Add Shardy support for Torch-XLA #9541

hshahTT · 2025-08-05T14:37:32Z

This PR implements the necessary changes to support the Shardy dialect within Torch-XLA (relevant issue: #9348):

Adding support for V2 HLO sharding within the OpSharding and XlaShardingSpec classes (since Shardy doesn't support the V1 shardings that are currently implemented).
Add the OpenXLA addStablehloImportPipeline() pass that performs the SHLO to Shardy conversion.
This is protected by the "CONVERT_SHLO_TO_SHARDY" environment variable.

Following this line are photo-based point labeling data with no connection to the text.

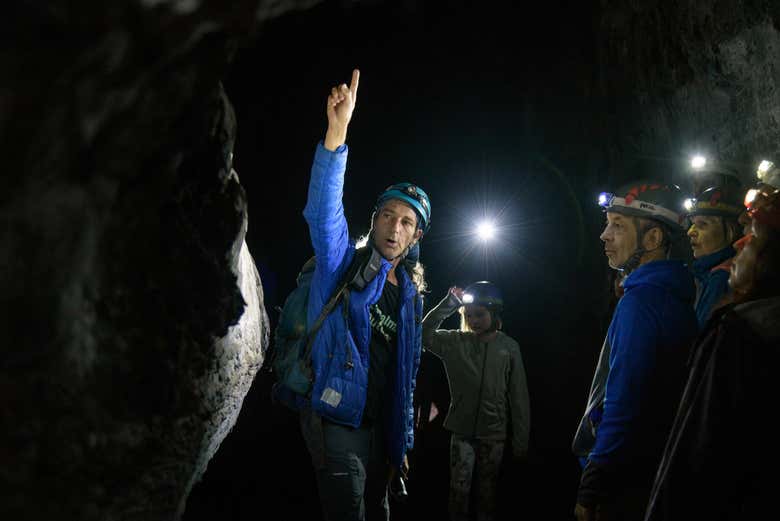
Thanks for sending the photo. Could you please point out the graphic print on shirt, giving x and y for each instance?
(383, 324)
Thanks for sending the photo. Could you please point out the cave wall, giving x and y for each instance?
(133, 320)
(684, 77)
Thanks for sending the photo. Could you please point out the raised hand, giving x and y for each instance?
(341, 103)
(457, 293)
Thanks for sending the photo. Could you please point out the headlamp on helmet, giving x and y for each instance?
(412, 195)
(698, 162)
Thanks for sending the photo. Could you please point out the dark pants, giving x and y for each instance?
(351, 468)
(469, 456)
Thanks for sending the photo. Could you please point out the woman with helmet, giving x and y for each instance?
(358, 421)
(714, 226)
(641, 369)
(489, 391)
(721, 457)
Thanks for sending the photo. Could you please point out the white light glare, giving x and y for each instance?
(764, 167)
(698, 162)
(486, 230)
(750, 196)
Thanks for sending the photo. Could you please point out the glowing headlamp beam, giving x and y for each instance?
(764, 167)
(750, 196)
(698, 162)
(486, 230)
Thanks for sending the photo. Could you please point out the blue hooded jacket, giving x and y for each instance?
(639, 379)
(339, 391)
(712, 272)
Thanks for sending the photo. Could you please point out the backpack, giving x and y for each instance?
(291, 353)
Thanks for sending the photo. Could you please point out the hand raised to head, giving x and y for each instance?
(340, 105)
(457, 292)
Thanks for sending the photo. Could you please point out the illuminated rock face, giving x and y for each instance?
(691, 76)
(132, 313)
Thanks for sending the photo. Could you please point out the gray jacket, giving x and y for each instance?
(487, 380)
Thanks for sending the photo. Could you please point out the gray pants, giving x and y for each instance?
(351, 468)
(467, 457)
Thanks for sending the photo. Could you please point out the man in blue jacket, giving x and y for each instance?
(358, 424)
(714, 227)
(641, 368)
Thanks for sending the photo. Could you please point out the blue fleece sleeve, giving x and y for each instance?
(717, 286)
(324, 211)
(633, 337)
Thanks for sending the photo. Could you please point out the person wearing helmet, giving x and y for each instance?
(488, 387)
(767, 179)
(358, 423)
(714, 227)
(641, 368)
(721, 459)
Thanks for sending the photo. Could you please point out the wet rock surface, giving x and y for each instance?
(133, 319)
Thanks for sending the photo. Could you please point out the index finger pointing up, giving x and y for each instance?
(354, 84)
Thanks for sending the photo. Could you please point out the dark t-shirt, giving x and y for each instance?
(382, 350)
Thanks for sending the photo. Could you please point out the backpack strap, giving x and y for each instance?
(342, 290)
(725, 265)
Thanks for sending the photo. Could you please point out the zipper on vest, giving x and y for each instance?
(481, 382)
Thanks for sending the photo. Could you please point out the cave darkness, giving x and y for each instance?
(140, 279)
(485, 108)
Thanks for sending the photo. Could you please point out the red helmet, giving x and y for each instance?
(763, 206)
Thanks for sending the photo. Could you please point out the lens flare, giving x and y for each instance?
(698, 162)
(486, 230)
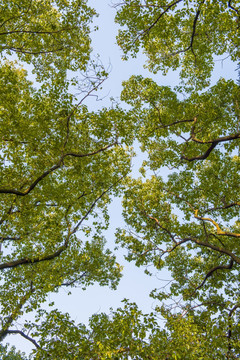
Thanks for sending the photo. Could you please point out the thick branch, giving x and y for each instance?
(158, 18)
(219, 230)
(53, 168)
(27, 261)
(9, 332)
(213, 143)
(210, 273)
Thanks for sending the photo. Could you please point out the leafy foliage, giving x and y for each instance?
(186, 33)
(61, 163)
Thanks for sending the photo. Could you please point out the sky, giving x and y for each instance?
(135, 285)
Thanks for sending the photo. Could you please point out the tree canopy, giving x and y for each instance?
(61, 164)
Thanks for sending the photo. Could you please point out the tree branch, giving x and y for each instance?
(9, 332)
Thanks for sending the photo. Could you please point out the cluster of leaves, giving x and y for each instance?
(60, 164)
(181, 33)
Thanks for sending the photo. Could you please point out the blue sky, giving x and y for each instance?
(135, 285)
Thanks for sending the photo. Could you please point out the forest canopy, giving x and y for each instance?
(61, 164)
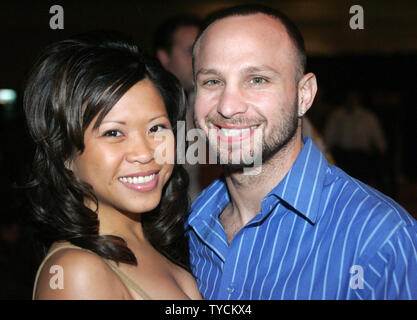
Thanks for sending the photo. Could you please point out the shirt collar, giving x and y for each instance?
(300, 190)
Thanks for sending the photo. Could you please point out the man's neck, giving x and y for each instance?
(247, 191)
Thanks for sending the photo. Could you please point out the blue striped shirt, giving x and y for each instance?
(320, 234)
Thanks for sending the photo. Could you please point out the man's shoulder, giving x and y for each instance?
(352, 192)
(209, 195)
(372, 216)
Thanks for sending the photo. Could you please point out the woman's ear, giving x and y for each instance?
(307, 88)
(68, 164)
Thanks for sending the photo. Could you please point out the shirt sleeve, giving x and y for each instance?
(391, 273)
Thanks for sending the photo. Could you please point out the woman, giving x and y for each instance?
(107, 198)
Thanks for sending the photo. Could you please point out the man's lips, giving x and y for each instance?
(234, 133)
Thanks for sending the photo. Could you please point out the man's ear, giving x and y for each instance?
(163, 57)
(307, 88)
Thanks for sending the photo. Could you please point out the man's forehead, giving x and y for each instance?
(250, 39)
(241, 26)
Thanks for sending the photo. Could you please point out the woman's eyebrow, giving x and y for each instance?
(157, 117)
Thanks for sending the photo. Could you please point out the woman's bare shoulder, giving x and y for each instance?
(187, 282)
(73, 274)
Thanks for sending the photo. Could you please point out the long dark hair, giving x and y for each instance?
(72, 82)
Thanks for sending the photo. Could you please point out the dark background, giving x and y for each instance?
(380, 61)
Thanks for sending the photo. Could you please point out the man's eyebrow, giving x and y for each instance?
(207, 71)
(261, 68)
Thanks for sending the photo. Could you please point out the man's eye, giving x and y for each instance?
(158, 127)
(257, 80)
(211, 82)
(112, 133)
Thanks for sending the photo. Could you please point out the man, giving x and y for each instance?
(301, 228)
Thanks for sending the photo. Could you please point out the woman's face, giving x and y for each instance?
(125, 159)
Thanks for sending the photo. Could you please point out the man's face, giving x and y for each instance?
(246, 85)
(180, 57)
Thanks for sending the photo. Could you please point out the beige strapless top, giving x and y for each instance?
(123, 276)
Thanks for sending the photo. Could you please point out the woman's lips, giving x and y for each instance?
(232, 134)
(142, 181)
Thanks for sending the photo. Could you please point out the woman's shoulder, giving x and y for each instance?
(187, 282)
(77, 274)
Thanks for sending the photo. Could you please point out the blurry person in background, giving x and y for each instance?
(356, 139)
(173, 43)
(108, 202)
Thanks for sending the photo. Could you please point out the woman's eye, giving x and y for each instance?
(158, 127)
(257, 80)
(112, 133)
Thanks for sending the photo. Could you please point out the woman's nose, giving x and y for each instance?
(140, 150)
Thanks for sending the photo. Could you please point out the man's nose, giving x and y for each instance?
(231, 102)
(139, 150)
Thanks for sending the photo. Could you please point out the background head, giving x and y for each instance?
(174, 39)
(74, 82)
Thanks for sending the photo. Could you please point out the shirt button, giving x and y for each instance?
(230, 289)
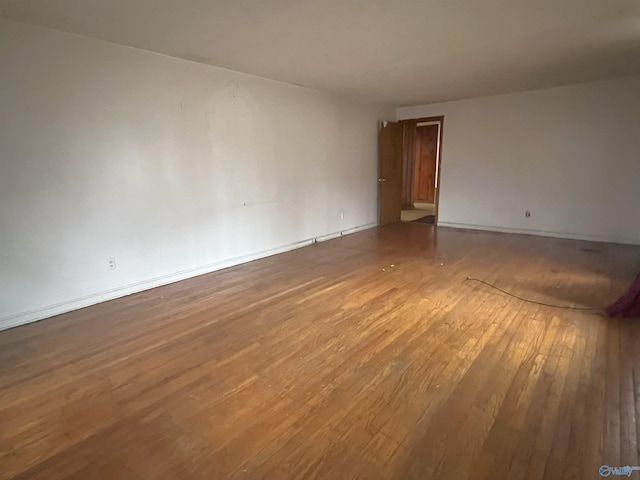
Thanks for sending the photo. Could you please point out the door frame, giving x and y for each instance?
(407, 164)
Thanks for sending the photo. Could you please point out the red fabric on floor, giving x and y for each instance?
(629, 304)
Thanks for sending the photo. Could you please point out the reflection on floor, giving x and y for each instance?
(419, 213)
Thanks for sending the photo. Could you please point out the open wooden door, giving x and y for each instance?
(390, 172)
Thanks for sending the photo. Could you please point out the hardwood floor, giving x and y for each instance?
(367, 356)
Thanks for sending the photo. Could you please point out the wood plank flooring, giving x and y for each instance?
(368, 356)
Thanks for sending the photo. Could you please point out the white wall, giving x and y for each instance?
(570, 155)
(171, 167)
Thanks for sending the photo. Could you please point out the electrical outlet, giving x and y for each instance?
(111, 263)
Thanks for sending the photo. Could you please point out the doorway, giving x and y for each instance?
(421, 165)
(410, 158)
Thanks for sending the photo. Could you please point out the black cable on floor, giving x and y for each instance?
(568, 307)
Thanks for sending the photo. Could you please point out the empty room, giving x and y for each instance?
(251, 239)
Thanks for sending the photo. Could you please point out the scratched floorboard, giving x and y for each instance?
(367, 356)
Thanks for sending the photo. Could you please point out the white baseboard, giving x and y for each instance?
(541, 233)
(77, 303)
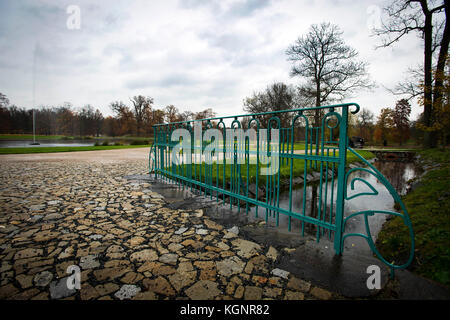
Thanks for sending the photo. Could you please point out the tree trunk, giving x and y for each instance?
(440, 67)
(317, 111)
(428, 98)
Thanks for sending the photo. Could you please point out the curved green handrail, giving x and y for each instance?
(367, 213)
(151, 159)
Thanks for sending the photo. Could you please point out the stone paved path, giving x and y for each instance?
(126, 241)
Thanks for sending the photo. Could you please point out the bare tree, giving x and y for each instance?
(408, 16)
(330, 67)
(141, 104)
(365, 123)
(277, 96)
(4, 101)
(172, 114)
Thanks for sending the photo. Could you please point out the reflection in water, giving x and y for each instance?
(397, 173)
(46, 143)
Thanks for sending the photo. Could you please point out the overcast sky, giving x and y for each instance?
(190, 53)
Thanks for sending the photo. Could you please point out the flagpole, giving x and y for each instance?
(34, 95)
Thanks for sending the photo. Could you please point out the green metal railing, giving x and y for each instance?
(307, 153)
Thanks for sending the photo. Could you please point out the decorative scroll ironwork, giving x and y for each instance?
(366, 213)
(229, 168)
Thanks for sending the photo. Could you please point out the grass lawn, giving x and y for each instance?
(64, 149)
(429, 209)
(298, 168)
(61, 137)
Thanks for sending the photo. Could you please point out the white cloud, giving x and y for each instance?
(193, 54)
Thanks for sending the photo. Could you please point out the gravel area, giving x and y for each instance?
(77, 209)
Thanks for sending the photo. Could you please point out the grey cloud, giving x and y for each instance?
(168, 81)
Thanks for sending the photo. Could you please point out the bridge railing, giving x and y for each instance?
(248, 160)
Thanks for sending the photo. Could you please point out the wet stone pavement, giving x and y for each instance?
(126, 239)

hshahTT · 2025-08-05T14:45:23Z

Note: this PR still needs tests added to it, that I will add in a future commit before merging this PR in. I was hoping someone with more knowledge would let me know where to add them, and also take a look at the V2 logic to make sure I didn't make any obvious mistakes.

We (Tenstorrent) have tested this with our own MLIR compiler that ingests Shardy graphs and we saw that the sharding worked as intended for some basic sharding specs. We were also able to run tensor parallel inference on the Llama 3.1 8B model with these changes.

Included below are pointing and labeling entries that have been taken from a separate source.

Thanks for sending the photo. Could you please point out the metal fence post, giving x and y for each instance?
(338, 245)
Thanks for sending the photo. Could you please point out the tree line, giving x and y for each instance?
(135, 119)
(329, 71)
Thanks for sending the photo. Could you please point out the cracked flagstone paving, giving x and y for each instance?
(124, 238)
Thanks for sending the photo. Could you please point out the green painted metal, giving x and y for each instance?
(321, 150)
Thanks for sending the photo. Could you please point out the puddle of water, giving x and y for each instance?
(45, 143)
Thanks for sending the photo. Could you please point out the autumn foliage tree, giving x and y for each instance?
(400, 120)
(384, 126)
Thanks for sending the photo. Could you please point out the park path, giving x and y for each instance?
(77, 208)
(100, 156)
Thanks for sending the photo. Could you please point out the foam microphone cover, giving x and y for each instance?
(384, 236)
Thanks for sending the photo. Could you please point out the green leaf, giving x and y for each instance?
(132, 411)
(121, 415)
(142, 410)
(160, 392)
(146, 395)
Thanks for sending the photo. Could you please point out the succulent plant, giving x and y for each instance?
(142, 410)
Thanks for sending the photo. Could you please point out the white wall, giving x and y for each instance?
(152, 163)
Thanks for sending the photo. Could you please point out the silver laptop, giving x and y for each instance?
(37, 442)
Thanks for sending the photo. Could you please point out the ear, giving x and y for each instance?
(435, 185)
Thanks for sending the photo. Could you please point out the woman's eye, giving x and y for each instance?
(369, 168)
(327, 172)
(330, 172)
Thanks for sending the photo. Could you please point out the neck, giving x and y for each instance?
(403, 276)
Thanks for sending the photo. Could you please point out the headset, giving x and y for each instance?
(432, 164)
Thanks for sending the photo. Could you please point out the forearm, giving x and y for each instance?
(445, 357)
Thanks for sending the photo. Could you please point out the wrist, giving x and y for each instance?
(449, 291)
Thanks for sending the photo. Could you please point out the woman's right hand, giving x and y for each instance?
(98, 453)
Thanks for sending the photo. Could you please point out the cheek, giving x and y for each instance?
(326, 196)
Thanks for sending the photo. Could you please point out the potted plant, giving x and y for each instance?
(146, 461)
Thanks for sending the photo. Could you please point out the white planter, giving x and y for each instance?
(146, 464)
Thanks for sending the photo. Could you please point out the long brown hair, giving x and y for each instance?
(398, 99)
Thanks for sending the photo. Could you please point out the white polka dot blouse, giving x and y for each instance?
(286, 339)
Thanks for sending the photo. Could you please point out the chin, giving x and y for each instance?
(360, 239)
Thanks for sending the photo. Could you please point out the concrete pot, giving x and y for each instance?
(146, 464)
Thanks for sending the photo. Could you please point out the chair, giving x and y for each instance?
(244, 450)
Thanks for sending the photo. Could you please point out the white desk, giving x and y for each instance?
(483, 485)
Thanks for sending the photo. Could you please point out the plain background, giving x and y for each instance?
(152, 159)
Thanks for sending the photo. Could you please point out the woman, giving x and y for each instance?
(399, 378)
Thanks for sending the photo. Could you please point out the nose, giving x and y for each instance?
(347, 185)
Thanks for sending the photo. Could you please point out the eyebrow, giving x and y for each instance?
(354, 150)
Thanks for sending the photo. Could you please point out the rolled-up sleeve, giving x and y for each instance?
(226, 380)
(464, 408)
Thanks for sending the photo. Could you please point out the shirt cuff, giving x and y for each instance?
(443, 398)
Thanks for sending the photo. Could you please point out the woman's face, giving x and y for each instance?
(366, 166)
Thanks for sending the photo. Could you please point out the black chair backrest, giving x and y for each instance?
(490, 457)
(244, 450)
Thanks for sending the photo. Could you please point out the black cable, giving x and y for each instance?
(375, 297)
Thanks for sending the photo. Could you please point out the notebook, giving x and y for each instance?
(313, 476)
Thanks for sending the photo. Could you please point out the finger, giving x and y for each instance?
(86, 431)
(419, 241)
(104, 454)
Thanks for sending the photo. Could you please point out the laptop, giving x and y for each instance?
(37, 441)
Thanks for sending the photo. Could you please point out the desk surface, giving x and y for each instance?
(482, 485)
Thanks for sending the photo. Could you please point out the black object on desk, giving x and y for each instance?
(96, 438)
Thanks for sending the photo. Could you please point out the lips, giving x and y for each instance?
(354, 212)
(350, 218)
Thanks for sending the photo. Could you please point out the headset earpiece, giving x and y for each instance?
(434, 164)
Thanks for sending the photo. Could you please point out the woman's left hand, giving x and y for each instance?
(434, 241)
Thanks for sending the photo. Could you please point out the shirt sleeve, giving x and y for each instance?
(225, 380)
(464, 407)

Also, the visualize_sharding_spec() function is broken when the "CONVERT_SHLO_TO_SHARDY" environment variable is set, since that function expects the sharding string to be in V1 format. I will add that fix in a future commit once I know where to add the tests and can make sure I've accounted for all possible sharding specs correctly.

hshahTT · 2025-08-14T02:43:19Z

Hi, could I get some eyes on this please?

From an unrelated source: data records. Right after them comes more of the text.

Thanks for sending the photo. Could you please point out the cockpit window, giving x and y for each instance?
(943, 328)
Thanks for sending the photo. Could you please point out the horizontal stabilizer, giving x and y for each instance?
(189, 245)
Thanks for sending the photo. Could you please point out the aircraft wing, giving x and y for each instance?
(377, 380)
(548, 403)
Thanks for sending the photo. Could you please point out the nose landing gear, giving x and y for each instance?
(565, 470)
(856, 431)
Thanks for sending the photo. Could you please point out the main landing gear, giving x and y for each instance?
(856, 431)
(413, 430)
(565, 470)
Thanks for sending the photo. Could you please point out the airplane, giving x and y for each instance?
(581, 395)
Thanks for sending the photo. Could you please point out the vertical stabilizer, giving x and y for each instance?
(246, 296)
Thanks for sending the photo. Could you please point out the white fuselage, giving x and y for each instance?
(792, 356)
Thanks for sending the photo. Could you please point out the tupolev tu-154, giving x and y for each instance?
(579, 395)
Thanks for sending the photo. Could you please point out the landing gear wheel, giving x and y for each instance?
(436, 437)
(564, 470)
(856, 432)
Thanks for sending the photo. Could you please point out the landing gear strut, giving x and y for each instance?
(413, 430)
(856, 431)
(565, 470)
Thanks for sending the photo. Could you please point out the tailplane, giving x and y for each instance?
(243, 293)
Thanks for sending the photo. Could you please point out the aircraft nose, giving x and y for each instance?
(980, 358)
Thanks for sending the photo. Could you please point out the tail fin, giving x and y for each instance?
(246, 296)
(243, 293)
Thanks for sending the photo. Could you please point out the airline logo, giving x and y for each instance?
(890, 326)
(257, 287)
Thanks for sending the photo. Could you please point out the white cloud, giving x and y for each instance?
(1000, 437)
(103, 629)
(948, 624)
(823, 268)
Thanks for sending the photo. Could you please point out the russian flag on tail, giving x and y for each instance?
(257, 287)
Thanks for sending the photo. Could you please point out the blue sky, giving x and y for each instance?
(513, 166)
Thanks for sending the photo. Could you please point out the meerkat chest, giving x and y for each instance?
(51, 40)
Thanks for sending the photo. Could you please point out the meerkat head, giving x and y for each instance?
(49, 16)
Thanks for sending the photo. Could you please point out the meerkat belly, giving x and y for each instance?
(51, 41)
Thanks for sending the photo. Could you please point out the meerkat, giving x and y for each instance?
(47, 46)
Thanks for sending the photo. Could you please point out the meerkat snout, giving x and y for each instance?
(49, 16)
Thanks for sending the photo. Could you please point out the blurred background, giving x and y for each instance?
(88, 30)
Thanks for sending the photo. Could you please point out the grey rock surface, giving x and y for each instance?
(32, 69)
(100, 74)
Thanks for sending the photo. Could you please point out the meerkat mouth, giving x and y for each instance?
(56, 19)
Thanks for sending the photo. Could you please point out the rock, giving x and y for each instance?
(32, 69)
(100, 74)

ZixuanJiang · 2025-08-15T22:56:47Z

torch_xla/csrc/xla_sharding_util.cpp

+  auto transpose_perm_vec = transpose_perm.cast<std::vector<int>>();
+  std::vector<xla::OpSharding::Type> subgroup_types;
+  if (dims_vec.size() > transpose_perm.size()) {
+    subgroup_types.push_back(xla::OpSharding::REPLICATED);


reshape_dims and transpose_perm only decides the device list, which is unrelated to subgroup_types.

Subgroup types should be another input argument of this function.

Moved the subgroup_types logic into xla_sharding.py and added that as an input argument instead.

ZixuanJiang · 2025-08-15T22:57:28Z

torch_xla/csrc/xla_sharding_util.cpp

@@ -218,6 +218,23 @@ bool ShardingUtil::EqualOpShardings(const xla::OpSharding& a,
  return xla::protobuf_util::HaveSameSerialization(a, b);
 }

+xla::OpSharding ShardingUtil::CreateIotaOpSharding(
+    const py::list& dims, const py::list& reshape_dims,
+    const py::list& transpose_perm) {


Add CHECK_EQ(reshape_dims.size(), transpose_perm.size())

ZixuanJiang · 2025-08-15T23:08:11Z

torch_xla/distributed/spmd/xla_sharding.py

@@ -142,6 +152,63 @@ def _get_op_sharding_args(self, partition_spec: PartitionSpec):
    sharding_type = int(sharding_type)
    return tile_assignment, group_assignment, replication_groups, sharding_type

+  @functools.lru_cache(maxsize=None)
+  def _get_op_sharding_args_v2(self, partition_spec: PartitionSpec):


In this function, we convert Shardy sharding (which is based on mesh and axes) into HloShardingV2. Could you please refer to it?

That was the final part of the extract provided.